For the more adventurous, activity centres' offerings combine the great outdoors with team building, creating a memorable experience for employees and associates.

Delegates could find themselves climbing up cliff faces, building rafts or paddling in canoes in beautiful surroundings, while improving their communication and leadership skills.

Holding events and exhibitions outside can also be a way enhancing the experience for visitors, according to an expert.

Chris Skeith, director of Event Supplier and Services Association (ESSA), says organisers of indoor conventions often look to take elements of the show into the open air in order to do this.

"They are looking for experiences making it a great day out for their visitors whether they be business to business or business to consumer. The beauty of events and exhibitions is that it is all about using the five senses that other mediums cannot replicate - it doesn't matter if this is indoors or outdoors.

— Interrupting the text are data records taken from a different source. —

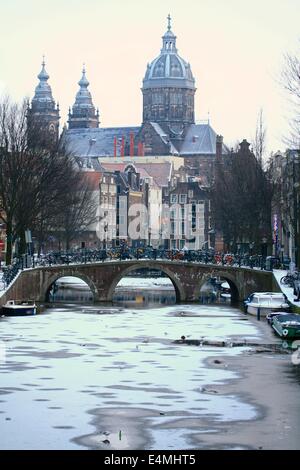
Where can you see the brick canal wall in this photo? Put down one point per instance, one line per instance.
(103, 277)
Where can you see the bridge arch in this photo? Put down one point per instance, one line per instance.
(179, 290)
(52, 279)
(230, 278)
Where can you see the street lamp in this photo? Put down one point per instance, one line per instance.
(251, 246)
(296, 185)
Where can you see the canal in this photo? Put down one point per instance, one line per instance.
(83, 375)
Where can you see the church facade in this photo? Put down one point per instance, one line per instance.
(168, 123)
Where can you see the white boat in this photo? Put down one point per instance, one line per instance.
(225, 290)
(15, 308)
(265, 302)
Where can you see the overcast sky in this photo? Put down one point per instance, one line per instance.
(235, 48)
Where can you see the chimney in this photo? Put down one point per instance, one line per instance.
(219, 145)
(123, 147)
(131, 150)
(140, 149)
(115, 146)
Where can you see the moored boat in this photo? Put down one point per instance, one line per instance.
(15, 308)
(287, 326)
(270, 316)
(265, 302)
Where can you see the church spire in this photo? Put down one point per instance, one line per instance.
(169, 22)
(43, 110)
(43, 92)
(169, 39)
(83, 111)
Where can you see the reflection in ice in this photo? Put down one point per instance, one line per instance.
(125, 361)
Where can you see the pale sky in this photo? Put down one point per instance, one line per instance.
(235, 48)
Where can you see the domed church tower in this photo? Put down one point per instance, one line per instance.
(83, 113)
(43, 111)
(169, 89)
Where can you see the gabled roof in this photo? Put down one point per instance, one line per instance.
(164, 137)
(160, 172)
(97, 142)
(200, 140)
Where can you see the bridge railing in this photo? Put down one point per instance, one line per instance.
(84, 256)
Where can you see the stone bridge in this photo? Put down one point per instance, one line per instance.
(103, 277)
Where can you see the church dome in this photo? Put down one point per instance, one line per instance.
(169, 69)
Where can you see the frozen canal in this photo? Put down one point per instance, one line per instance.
(93, 376)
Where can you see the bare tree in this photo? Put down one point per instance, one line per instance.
(259, 142)
(241, 197)
(290, 80)
(35, 171)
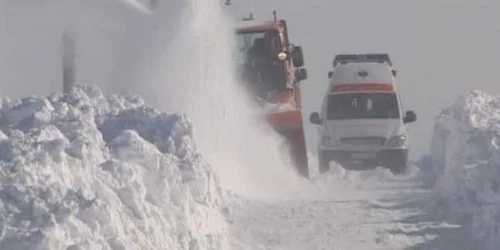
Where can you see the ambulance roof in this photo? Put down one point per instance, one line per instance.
(368, 76)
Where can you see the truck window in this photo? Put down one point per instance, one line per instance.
(259, 64)
(362, 106)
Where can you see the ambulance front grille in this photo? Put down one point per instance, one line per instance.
(372, 141)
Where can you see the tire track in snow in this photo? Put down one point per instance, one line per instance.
(347, 210)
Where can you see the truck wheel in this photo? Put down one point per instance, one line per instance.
(323, 163)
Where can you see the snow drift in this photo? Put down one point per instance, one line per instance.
(84, 171)
(466, 160)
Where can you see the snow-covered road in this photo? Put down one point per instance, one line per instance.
(348, 210)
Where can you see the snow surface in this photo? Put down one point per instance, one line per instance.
(465, 161)
(85, 171)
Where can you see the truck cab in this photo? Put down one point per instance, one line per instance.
(362, 122)
(272, 70)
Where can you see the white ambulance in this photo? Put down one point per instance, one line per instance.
(362, 123)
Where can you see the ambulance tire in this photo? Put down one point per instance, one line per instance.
(398, 167)
(323, 163)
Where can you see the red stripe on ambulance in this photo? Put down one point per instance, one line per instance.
(362, 87)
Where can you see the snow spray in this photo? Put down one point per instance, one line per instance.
(198, 77)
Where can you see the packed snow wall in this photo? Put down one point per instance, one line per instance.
(466, 162)
(85, 171)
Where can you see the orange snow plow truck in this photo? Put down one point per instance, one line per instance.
(272, 70)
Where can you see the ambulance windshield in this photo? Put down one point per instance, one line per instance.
(362, 106)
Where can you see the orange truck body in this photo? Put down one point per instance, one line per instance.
(288, 123)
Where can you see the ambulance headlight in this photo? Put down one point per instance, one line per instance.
(396, 141)
(329, 141)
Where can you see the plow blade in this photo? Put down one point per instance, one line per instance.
(290, 125)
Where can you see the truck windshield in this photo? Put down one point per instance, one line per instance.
(261, 71)
(362, 106)
(264, 43)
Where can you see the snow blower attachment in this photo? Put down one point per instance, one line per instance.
(271, 70)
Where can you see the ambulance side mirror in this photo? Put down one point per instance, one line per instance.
(409, 117)
(314, 118)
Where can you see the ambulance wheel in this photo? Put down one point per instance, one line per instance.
(398, 170)
(323, 163)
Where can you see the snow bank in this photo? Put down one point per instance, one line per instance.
(84, 171)
(466, 160)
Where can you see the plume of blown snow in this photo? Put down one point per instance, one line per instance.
(466, 160)
(196, 75)
(84, 171)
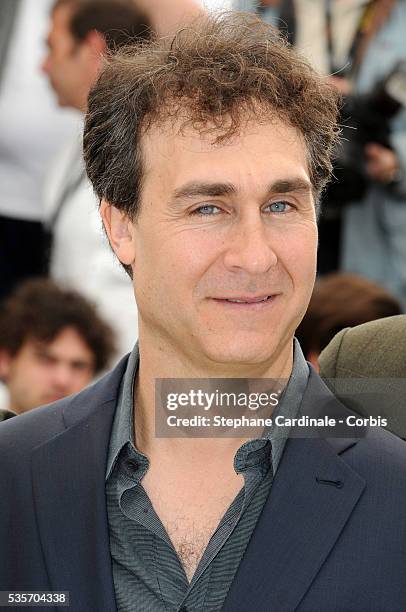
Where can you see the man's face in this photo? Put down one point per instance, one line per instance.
(41, 372)
(67, 61)
(225, 244)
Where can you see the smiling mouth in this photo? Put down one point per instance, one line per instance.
(246, 300)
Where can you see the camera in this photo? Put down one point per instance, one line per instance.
(364, 119)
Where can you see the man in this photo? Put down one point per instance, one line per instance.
(32, 128)
(52, 343)
(81, 33)
(208, 170)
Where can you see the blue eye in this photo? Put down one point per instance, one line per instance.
(279, 207)
(207, 210)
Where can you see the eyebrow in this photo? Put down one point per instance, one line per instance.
(201, 188)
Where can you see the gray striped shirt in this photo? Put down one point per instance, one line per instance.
(148, 574)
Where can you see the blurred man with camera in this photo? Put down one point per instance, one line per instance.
(360, 44)
(208, 152)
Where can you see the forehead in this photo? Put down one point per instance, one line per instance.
(255, 152)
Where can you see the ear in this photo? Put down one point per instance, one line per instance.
(120, 231)
(5, 364)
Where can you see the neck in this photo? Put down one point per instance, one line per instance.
(160, 362)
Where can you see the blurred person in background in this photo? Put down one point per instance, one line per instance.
(166, 16)
(31, 129)
(52, 343)
(81, 32)
(339, 301)
(361, 43)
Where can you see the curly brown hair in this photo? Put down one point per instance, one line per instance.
(216, 73)
(39, 309)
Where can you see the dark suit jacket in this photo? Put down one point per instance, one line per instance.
(331, 537)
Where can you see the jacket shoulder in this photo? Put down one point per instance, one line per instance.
(21, 434)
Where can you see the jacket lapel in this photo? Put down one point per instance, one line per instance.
(69, 495)
(311, 499)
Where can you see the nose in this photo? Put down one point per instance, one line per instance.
(250, 248)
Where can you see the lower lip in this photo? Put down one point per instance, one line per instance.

You can make that connection - they can experience the product," he states.

"Whether it be a business or a consumer looking to buy something, you can search all you like on the web but until you have actually seen it, touched it, usually you will not have made that connection," he continues.

Mr Skeith gives the example of last year's motor show, where BMW, Honda and other main manufacturers had an outdoor exhibition showcasing their motorcycles.

Renault also came up with the innovative idea of staging an exposition at a stately home, he reveals.

"Visitors could drive a Renault round the local area, like a test drive, but they could pick any model in the range."

Guests also received free entry into the stately home.

"They took the showroom out and put it in a nice environment that allowed visitors to experience that product in a no-pressure environment," he explains.

Mr Skeith also gives the example of food festivals, such as the Taste of London in Regent's Park, which he says are becoming increasingly popular.

Such events attract the biggest chefs and give visitors the opportunity to sample cuisines from the most famous restaurants, such as Le Gavroche, L'Atelier du Joel Robuchon and Cocoon.

"The more creative the event, the nicer the weather, the easier it is to get people out and about, which is great," he concludes.